Now let’s address the evening/morning thing. The whole phrase, finishing each of the six yowm of creation is (NKJV), “So the evening and the morning were the first (or fourth, etc.) day.” I think I can make a good case for that being another misinterpretation.

Before I start let me tell you a bit more of what every translator has to deal with. First, its the fact that the old archaic Hebrew writing system ignored vowels. The spoken language had plenty of them, but the written omitted them. Readers, and translators, had to guess or fill in the vowels as best they could. And that’s not all. There was also no punctuation and no separation of words, That’s right, the text was just one long run of consonants. Written Hebrew functioned more as a mnemonic system meant to guide generations of speakers, than a text to be read. Readers had to know (remember) what the text was really about so they could cut up the consonant strings correctly and supply the right vowels. They, in other words, had to essentially memorize the text. You try that, memorizing the Old Testament! Add to that the fact that the written holy book, itself, was lost and no one could use it, for generations during the exile. So obviously, our present-day reading, and translating, of the Scriptures requires a lot of guessing and reconstruction!

So how did we come up with that curious “evening and morning” phrase. The Hebrew word our bibles interpret as “evening” is, in the modern interlinear, ereb. Many scholars think it’s derived from arab. Same word in writing, but opting for two “a’s” instead of “e’s”. Similarly, “morning” comes from boqer, a word thought to be derived from baqar . Same word in writing, just different vowels. If we replace ereb and boqer with the other two (and there’s no linguistic reason not to) the odd phrase is gone. It can then be translated, approximately, “it is sure to come to be exactly that way, guaranteed”, because arab references a pledge or guarantee, and baqar says it will happen or come to be. With that, each creation yowm concludes with God simply assuring us that the creation He describes there (somewhat as an architect or designer would) is already a done deal.

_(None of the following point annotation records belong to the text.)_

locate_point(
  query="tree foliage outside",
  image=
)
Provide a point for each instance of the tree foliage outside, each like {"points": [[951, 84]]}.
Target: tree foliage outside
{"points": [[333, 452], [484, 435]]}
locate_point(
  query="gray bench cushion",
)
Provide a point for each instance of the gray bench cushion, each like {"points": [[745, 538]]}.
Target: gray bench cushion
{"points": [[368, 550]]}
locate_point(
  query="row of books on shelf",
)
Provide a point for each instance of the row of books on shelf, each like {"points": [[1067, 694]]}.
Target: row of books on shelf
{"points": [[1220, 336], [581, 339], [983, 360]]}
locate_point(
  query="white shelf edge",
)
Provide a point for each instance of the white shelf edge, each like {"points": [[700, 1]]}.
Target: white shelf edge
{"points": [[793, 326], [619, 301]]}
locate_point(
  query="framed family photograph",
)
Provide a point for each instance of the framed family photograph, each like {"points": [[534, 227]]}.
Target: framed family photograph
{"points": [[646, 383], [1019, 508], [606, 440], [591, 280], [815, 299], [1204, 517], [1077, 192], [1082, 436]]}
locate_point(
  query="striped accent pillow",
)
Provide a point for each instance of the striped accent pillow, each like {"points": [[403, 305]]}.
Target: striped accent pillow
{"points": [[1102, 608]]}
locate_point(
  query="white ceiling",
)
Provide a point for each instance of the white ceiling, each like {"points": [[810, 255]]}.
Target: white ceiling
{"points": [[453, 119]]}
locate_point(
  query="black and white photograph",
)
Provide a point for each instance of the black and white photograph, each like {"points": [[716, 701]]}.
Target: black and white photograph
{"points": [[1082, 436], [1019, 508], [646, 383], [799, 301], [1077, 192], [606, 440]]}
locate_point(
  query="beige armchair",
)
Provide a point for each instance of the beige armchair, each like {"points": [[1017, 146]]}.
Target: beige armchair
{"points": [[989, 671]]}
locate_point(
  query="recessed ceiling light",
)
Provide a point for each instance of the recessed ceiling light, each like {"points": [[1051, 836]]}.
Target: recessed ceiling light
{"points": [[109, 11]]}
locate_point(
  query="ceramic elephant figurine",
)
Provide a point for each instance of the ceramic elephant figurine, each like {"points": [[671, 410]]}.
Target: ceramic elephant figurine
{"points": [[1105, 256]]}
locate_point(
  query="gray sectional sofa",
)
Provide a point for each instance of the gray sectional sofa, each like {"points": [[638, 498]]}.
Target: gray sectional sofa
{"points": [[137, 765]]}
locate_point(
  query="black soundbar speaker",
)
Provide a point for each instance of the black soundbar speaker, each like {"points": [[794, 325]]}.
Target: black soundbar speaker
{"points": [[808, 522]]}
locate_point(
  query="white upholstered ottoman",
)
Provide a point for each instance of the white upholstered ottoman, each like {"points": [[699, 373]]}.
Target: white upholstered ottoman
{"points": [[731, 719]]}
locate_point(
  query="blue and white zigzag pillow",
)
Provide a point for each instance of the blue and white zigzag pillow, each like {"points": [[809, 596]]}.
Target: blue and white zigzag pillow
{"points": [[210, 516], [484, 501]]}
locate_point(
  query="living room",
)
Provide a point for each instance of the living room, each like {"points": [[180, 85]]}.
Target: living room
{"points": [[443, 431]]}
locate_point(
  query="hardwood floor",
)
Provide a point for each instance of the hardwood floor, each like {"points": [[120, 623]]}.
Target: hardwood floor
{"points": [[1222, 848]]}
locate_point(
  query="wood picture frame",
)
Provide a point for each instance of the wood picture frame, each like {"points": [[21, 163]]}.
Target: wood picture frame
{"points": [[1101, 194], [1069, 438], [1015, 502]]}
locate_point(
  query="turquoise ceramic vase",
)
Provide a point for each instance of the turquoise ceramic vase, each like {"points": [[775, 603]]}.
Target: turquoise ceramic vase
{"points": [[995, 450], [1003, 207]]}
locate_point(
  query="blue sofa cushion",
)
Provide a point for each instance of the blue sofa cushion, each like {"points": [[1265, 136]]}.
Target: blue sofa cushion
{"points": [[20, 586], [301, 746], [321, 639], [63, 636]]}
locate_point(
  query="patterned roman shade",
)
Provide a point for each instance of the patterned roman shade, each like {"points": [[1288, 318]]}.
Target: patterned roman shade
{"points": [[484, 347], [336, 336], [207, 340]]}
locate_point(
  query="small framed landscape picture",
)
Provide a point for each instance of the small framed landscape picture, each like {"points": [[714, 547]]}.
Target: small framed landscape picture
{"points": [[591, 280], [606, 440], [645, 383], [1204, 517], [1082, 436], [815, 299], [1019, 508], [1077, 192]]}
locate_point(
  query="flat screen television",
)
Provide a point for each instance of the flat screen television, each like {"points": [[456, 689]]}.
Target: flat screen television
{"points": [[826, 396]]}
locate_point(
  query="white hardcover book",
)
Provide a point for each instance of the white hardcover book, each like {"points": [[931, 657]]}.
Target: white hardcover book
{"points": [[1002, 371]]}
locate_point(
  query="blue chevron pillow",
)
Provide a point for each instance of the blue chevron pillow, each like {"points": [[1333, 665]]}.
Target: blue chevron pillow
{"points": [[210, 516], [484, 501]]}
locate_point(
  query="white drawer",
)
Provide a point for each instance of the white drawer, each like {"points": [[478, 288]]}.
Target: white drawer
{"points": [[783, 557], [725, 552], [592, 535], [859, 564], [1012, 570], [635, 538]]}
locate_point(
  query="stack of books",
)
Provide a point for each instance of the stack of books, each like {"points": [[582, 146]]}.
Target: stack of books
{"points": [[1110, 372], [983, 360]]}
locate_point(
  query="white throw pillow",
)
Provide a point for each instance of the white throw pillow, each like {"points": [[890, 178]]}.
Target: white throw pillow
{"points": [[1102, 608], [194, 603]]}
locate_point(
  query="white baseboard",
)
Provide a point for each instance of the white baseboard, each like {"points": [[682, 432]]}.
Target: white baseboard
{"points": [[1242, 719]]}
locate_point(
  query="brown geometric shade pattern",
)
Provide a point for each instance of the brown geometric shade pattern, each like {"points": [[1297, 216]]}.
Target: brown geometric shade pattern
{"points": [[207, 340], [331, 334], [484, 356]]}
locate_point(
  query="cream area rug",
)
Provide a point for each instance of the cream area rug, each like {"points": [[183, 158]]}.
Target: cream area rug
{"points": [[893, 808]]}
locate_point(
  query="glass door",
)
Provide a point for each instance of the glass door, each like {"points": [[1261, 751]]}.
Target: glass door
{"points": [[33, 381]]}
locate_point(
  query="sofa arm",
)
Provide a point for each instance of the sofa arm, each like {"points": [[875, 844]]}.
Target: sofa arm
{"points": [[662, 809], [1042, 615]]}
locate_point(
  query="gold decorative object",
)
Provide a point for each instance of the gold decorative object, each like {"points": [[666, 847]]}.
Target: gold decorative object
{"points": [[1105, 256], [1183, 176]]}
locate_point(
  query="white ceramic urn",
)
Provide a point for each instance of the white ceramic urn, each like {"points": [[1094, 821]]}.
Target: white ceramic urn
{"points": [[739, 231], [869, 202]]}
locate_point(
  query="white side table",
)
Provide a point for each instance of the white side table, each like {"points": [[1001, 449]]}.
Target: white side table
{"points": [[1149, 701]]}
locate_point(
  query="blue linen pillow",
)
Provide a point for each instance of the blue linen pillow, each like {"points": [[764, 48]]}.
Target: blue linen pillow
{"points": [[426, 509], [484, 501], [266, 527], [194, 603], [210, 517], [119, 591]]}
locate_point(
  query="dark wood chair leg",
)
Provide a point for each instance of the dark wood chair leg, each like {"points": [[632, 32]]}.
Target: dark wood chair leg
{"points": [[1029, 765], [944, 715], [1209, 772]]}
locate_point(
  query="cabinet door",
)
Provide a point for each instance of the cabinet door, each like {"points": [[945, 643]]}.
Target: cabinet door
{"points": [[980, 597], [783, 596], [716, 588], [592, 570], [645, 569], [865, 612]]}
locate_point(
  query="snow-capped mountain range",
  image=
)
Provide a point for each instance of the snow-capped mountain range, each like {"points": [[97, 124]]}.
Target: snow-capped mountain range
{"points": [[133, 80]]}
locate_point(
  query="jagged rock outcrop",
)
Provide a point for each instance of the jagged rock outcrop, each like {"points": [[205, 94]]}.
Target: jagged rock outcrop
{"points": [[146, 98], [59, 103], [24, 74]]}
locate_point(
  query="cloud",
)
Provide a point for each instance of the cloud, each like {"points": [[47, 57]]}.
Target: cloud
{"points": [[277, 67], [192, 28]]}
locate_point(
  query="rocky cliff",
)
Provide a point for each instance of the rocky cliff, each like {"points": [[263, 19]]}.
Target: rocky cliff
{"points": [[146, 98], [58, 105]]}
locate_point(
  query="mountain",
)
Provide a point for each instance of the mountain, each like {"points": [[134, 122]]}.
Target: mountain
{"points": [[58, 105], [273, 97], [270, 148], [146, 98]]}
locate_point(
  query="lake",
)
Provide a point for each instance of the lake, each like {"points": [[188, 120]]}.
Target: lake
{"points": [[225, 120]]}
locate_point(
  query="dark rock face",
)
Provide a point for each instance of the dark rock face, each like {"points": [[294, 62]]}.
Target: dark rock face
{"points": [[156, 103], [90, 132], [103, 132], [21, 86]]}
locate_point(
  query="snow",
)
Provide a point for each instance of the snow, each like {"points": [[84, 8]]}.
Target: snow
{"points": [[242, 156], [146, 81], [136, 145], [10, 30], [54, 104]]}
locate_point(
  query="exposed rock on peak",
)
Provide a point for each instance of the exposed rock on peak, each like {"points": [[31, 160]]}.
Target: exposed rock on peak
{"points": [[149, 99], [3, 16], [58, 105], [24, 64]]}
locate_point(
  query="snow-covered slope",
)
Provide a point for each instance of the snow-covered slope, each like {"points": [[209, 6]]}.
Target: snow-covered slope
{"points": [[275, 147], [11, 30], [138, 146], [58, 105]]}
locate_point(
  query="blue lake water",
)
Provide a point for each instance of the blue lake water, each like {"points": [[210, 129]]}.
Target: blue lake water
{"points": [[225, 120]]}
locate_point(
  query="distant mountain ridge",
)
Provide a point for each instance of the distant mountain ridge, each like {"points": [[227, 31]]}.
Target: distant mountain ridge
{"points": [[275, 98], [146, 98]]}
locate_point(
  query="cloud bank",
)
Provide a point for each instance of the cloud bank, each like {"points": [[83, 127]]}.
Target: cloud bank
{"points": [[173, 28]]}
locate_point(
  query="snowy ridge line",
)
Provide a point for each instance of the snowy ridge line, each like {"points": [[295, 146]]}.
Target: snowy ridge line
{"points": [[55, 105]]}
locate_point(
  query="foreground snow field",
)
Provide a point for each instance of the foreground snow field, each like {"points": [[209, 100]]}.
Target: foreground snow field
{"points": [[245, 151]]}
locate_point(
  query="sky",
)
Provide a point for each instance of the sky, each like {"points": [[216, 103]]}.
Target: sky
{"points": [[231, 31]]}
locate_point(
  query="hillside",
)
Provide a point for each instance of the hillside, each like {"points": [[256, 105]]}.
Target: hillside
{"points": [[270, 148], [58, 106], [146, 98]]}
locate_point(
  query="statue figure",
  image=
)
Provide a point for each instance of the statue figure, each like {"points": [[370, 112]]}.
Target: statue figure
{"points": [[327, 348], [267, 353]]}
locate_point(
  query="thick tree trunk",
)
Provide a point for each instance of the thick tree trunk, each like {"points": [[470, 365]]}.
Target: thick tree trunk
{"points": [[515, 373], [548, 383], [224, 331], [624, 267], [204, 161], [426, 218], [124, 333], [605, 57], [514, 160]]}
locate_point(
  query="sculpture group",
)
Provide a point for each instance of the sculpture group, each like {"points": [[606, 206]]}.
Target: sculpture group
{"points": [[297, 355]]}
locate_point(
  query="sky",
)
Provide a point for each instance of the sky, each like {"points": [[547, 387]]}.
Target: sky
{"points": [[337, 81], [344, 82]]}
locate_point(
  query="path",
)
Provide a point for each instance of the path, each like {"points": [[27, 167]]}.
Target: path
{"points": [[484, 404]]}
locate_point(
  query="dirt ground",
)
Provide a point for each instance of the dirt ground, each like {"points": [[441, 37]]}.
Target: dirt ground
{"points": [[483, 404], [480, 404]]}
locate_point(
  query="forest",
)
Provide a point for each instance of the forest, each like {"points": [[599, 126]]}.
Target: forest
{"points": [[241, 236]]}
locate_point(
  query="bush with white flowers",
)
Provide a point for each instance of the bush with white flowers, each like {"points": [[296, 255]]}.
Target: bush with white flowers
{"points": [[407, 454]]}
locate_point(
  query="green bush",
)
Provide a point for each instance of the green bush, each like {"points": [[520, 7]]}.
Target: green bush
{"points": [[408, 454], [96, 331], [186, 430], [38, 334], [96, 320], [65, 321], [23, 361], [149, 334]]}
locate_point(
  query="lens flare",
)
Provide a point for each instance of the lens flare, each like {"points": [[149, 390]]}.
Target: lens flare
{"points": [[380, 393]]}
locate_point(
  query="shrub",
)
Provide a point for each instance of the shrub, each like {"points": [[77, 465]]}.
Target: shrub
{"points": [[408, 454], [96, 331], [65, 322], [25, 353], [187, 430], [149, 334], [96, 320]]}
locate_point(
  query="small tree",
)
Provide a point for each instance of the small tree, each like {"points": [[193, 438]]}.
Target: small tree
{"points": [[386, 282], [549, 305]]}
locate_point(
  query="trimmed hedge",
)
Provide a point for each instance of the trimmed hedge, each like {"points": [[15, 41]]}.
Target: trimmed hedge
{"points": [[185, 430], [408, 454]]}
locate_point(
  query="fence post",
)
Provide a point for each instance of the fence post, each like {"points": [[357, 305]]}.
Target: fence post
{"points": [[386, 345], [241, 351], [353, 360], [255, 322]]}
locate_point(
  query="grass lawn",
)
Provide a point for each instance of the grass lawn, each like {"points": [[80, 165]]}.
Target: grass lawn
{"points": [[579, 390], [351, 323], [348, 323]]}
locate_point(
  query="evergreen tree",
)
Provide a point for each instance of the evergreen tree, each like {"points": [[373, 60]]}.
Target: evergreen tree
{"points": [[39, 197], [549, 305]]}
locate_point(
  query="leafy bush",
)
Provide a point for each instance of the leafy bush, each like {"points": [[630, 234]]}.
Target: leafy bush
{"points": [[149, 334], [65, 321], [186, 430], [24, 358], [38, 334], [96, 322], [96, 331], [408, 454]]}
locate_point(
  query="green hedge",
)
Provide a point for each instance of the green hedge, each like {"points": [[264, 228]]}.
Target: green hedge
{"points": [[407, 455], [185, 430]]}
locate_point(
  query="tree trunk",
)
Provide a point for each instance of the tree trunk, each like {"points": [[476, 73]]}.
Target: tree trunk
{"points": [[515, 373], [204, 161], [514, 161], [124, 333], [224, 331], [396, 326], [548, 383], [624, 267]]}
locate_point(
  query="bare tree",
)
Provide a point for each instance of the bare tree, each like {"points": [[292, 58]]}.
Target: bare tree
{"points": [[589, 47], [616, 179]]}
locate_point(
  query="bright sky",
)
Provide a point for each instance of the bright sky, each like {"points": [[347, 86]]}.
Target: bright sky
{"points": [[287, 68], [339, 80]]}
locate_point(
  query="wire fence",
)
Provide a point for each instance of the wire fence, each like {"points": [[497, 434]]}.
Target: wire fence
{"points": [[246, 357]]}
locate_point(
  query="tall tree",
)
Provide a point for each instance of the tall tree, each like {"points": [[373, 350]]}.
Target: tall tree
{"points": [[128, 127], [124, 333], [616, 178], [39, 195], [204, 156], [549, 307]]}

Finally, your last concern:

Actually, the sun was made, or ordained, in Genesis 1:3. What is happening in Genesis 1:16 – 18 (yowm 4)? It seems a bit odd, like a U-turn back to stuff already addressed, stuff that should likely have been finished by the time life was begun on earth. I see it as God speaking parenthetically, as an aside, drawing our attention to something, and explaining the why of it. He wanted to be sure we noticed and understood His plan: that the heavenly bodies and layout of the universe itself, which was yet being created by his will, had some extra purpose relevant to us here on earth, namely, to give us a way to get a handle on time! Time is essentially meaningless to Him, but huge to us. He is outside of, greater than, unbound by time, but we are carried along by it as if on a great roller coaster. Its beyond our ken and our understanding, but it rules OUR existence with a ruthless hand, sweeping us along from womb to grave. No two of us experience it the same, and in biblical times, had no way to even compare notes about it. So here He gives us something to  measure it with, compare and share our place in it with others, and keep us all oriented and on the same page.